Le tableau accroché au mur de planches de la cabane-bureau de René Munguiko Kajabor résume la détresse humaine et le dénuement dans lequel survivent, à Goma et ses environs, plusieurs centaines de milliers de personnes déplacées par les violences dans l’est de la République démocratique du Congo (RDC). Il y a là quelques données de base qu’il a soigneusement inscrites de son écriture soignée d’instituteur : « Site de Lwashi – Date de création : 12/02/2024 – Nombre d’individus : 29 029 – Portes de latrines fonctionnelles : 404 – Besoin en latrines : 179 – Besoin de vidange : 94 – m3 d’eau par jour : 70 – Besoin en eau : 365 m3/j. »

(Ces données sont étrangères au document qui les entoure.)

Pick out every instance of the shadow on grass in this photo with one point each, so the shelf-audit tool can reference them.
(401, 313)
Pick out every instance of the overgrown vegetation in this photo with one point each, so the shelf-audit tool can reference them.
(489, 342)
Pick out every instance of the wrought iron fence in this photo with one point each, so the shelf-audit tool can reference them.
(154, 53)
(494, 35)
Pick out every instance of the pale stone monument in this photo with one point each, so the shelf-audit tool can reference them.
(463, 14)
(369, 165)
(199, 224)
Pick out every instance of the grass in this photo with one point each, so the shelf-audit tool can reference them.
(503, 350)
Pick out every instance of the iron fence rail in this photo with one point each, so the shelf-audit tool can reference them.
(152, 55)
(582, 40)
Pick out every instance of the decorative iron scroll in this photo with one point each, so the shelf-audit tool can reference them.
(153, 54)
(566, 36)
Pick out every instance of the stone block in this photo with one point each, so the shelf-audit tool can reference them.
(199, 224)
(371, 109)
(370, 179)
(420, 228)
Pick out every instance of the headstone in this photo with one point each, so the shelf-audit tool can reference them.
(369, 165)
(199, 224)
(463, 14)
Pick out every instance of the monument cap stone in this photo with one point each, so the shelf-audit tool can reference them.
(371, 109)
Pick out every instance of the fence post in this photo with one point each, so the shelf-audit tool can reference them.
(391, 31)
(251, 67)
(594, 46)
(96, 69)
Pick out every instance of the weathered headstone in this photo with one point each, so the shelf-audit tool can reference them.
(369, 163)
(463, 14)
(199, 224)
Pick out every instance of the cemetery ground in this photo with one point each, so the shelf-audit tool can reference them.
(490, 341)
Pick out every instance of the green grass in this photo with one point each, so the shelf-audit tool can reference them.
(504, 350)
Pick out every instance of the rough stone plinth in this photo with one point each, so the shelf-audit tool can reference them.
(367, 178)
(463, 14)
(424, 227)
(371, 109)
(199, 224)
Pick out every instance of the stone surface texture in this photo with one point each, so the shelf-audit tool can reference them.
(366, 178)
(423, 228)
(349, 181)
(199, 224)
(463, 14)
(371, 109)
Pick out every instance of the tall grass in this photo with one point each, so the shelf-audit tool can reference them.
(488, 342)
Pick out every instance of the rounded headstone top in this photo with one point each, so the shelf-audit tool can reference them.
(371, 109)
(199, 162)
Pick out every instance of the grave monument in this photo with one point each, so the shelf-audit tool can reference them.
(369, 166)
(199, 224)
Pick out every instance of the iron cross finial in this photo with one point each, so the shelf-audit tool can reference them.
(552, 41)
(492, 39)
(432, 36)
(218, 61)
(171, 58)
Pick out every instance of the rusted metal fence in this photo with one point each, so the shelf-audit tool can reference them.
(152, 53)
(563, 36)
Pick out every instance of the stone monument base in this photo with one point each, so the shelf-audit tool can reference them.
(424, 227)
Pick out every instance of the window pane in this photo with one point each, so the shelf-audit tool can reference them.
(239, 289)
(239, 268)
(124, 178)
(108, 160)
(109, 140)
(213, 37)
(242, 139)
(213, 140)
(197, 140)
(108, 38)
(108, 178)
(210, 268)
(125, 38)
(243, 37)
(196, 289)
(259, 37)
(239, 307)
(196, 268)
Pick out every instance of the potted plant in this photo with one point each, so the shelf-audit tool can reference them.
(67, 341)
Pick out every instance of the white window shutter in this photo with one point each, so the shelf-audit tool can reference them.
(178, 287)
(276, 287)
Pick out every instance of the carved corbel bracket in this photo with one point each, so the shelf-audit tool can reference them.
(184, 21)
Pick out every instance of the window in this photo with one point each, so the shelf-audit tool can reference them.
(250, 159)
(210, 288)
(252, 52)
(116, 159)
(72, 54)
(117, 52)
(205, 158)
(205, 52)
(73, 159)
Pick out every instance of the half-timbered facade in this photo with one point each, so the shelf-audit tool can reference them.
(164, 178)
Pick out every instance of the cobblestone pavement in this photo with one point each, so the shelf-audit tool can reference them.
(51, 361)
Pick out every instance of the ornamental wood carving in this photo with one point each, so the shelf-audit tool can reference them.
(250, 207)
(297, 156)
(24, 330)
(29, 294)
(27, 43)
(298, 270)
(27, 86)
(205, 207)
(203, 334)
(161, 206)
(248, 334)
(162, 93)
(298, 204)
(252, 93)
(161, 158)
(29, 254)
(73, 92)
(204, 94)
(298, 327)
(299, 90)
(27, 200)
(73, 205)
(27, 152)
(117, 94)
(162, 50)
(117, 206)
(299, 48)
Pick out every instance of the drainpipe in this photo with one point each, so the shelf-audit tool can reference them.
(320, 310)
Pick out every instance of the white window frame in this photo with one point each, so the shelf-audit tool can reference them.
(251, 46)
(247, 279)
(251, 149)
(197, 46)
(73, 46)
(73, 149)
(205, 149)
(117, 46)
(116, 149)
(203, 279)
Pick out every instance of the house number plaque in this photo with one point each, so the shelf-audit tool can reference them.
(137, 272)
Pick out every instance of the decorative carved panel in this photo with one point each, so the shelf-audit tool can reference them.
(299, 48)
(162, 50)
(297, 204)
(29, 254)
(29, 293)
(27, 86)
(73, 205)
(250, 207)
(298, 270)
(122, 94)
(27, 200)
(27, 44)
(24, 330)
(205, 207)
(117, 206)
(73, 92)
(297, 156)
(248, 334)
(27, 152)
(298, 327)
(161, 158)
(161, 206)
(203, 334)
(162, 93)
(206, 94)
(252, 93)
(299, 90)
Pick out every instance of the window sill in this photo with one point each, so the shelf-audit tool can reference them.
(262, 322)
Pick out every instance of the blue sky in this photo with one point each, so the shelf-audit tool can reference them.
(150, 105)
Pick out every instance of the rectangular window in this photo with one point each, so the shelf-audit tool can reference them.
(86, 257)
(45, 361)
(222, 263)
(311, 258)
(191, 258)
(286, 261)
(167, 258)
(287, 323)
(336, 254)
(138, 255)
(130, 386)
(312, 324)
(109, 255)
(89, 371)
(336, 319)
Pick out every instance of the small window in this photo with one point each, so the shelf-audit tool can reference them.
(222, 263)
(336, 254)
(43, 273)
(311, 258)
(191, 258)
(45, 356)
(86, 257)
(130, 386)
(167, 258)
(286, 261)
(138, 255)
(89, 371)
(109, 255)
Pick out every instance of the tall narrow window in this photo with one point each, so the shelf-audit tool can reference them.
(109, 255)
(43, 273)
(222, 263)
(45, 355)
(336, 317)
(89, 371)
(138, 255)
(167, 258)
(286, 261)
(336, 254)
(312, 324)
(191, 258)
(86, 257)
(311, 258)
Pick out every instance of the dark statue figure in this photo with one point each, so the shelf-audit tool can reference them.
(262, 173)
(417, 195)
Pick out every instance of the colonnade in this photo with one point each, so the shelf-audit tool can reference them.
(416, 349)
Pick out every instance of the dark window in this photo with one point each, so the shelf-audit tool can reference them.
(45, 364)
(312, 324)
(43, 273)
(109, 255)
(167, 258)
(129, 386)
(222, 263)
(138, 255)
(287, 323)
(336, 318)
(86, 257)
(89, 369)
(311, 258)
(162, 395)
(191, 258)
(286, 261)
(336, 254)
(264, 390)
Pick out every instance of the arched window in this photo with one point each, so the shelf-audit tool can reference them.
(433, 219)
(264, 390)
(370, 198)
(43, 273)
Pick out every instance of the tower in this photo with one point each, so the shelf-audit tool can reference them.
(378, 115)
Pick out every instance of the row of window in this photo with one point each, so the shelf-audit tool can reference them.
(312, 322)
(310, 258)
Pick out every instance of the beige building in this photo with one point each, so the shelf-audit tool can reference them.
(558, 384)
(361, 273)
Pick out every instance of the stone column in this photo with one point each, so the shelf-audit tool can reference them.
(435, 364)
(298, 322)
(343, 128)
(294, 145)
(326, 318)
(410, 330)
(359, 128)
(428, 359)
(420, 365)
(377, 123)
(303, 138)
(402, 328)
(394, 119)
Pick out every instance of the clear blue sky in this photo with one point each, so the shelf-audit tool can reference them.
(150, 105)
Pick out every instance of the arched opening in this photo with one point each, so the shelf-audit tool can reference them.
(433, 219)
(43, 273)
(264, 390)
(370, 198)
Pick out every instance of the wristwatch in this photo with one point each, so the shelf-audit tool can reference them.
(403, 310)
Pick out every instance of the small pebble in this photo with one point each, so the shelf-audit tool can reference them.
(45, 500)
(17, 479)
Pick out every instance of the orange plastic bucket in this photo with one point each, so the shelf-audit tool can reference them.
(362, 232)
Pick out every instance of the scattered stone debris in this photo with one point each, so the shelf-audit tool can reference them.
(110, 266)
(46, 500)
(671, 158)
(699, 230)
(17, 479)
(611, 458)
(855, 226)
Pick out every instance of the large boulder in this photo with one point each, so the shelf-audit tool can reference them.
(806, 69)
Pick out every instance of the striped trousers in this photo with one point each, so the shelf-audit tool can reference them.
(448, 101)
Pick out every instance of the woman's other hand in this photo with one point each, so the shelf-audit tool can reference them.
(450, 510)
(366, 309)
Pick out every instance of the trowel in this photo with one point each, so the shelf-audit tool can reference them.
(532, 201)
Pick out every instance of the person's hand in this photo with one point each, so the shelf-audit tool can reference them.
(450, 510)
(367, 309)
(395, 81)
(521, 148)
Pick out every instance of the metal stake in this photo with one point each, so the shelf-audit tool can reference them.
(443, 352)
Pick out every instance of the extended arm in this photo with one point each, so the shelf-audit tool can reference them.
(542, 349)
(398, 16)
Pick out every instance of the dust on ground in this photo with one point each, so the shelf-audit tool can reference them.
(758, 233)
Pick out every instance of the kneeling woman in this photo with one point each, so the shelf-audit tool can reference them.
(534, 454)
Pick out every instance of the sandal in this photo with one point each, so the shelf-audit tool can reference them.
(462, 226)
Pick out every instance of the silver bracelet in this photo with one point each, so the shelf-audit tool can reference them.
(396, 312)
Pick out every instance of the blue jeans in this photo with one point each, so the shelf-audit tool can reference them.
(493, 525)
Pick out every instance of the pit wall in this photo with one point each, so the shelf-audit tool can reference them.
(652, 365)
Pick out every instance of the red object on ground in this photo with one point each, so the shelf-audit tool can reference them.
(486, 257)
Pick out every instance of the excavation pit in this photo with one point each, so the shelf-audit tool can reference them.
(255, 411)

Le camp est une vaste étendue de minuscules abris, bâchés, posés à la hâte sur un sol noir volcanique rugueux, ingrat, impossible à creuser. Il a surgi en février. Une vague de familles a échoué là, fuyant l’avancée du Mouvement du 23-Mars (M23), un groupe rebelle soutenu par Kigali, dans le territoire de Masisi, dans l’ouest de la province du Nord-Kivu, frontalière du Rwanda et de l’Ouganda. Lwashi est le dernier site de déplacés apparu. Il y en a bien d’autres dont la formation, par sédimentation humaine et miséreuse, répond à une loi des flux. Il en est des gens comme de l’eau.
Les vagues de déplacement viennent mourir aux environs de Goma après avoir contourné le volcan aride et dépeuplé de Nyiragongo, culminant à 3 470 m. A l’est du massif, au nord du cimetière de la ville, les camps de Kibumba et Kanyaruchinya sont, à chaque poussée de fièvre rebelle – récurrente depuis trente ans –, le refuge des habitants chassés du Rutshuru. Territoire exposé car frontalier de l’Ouganda et du Rwanda, il fut le premier conquis lors de la dernière offensive, lancée en novembre 2021.